Le biographe ajouta à ses notes, le témoignage des réactions de l’auditoire. Un long moment resté béant, celui-ci se leva pour une longue et fervente ovation. Le président Alaboutix, ému aux larmes ne put répondre que par une courte phrase :
– « Ah, cher président de la Gaule de L’Ouest, et si vous me permettez tout simplement : très cher Dudulix ! Que ce serait beau ! Que ce serait juste ! Mettons-nous au travail sans plus tarder ! Je ne rentre chez moi que pour cela… ».

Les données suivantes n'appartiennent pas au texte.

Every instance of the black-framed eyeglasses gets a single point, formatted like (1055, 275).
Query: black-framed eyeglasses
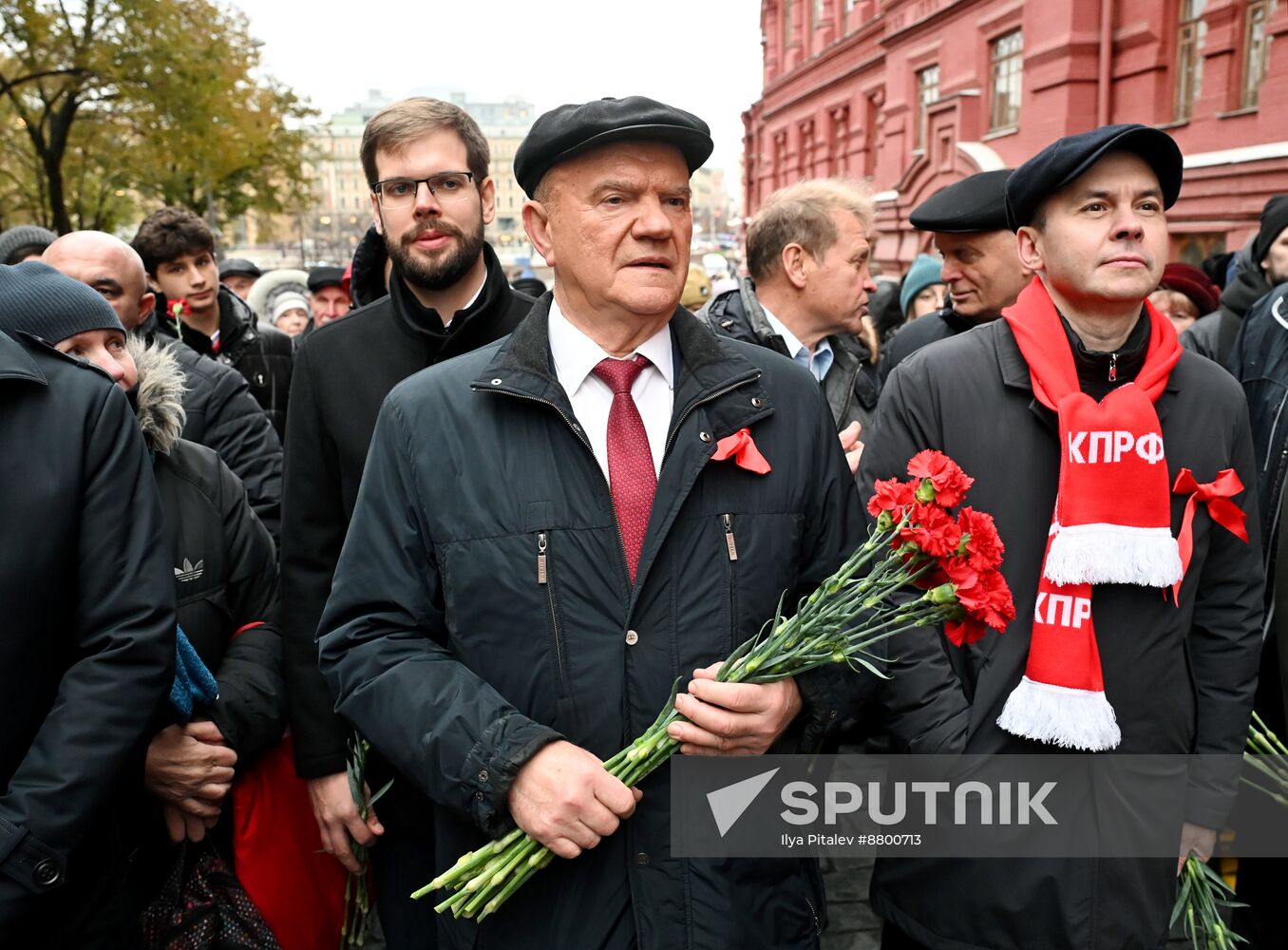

Sur ces mots, s’achèvent les témoignages écrits ou, tout du moins, ce qu’il en reste de lisible. Mais, après une si longue inhumation, il est miraculeux d’en avoir pu tirer autant de matière propre à reconstruire une vérité historique bien malmenée. Vous reste donc à lire la foisonnante iconographie dont l’intégralité vous est présentée dans les pages qui suivent et dans le même ordre où elle s’offrit à mes yeux béants, au jour heureux de sa découverte. Nous ne pourrons jamais connaître les motivations profondes, qui ont présidé au choix d’un tel ordonnancement, de prime apparence, anarchique. Est–ce l’urgence ? Le dépôt des documents s’est-il fait ex abrupto, dans un contexte à caractère impromptu, intempestif, sinon violent ? Cet aspect de désordre n’est-il qu’un faux-semblant, recélant à l’étude un message codé ? Dans ce dernier cas, les plus éminents historiens, qui se sont penchés à loisir et de près sur l’énigme, n’en ont pu trouver la clef. Mais peu me chaut, quant à moi, cette recherche accessoire, car la plus marquante lecture que j’en fis, fut, et de loin, la toute première ; chaque dessin, contenant sa propre histoire, me menait de découverte en découverte, et j’allai à l’aventure, plus sûrement que dans une suite imposée par quelque chronologie, mes émotions, à chaque fois renouvelées. Je me suis, bien évidemment, interrogé sur la façon de les sérier, ce qui était simple, ces documents parlant un peu de tout : de l’architecture, de la statuaire, de l’habitat civil et militaire, de l’armement, de la guerre. Mais, après moult et moult réflexions, je revenais, sans cesse, à mon expérience originelle, faite de chocs émotionnels forts. Ainsi me suis-je décidé à vous laisser prendre le même chemin et faire le même parcours, passant du tumulte confus d’une méchante embuscade à la visite paisible d’un site sacré, pour être, au détour d’une tendre idylle champêtre, relancé dans un fougueux assaut de ville assiégée. De cet itinéraire à brides abattues, je me suis tissé une histoire dans l’Histoire, laquelle de toute manière ne s’en trouve aucunement altérée. Aussi, après vous avoir dit ce qu’à mon sens il fallait savoir, m’empresserai-je de vous laisser feuilleter, suivant votre gré, la partie graphique de ce de Bello Gallico.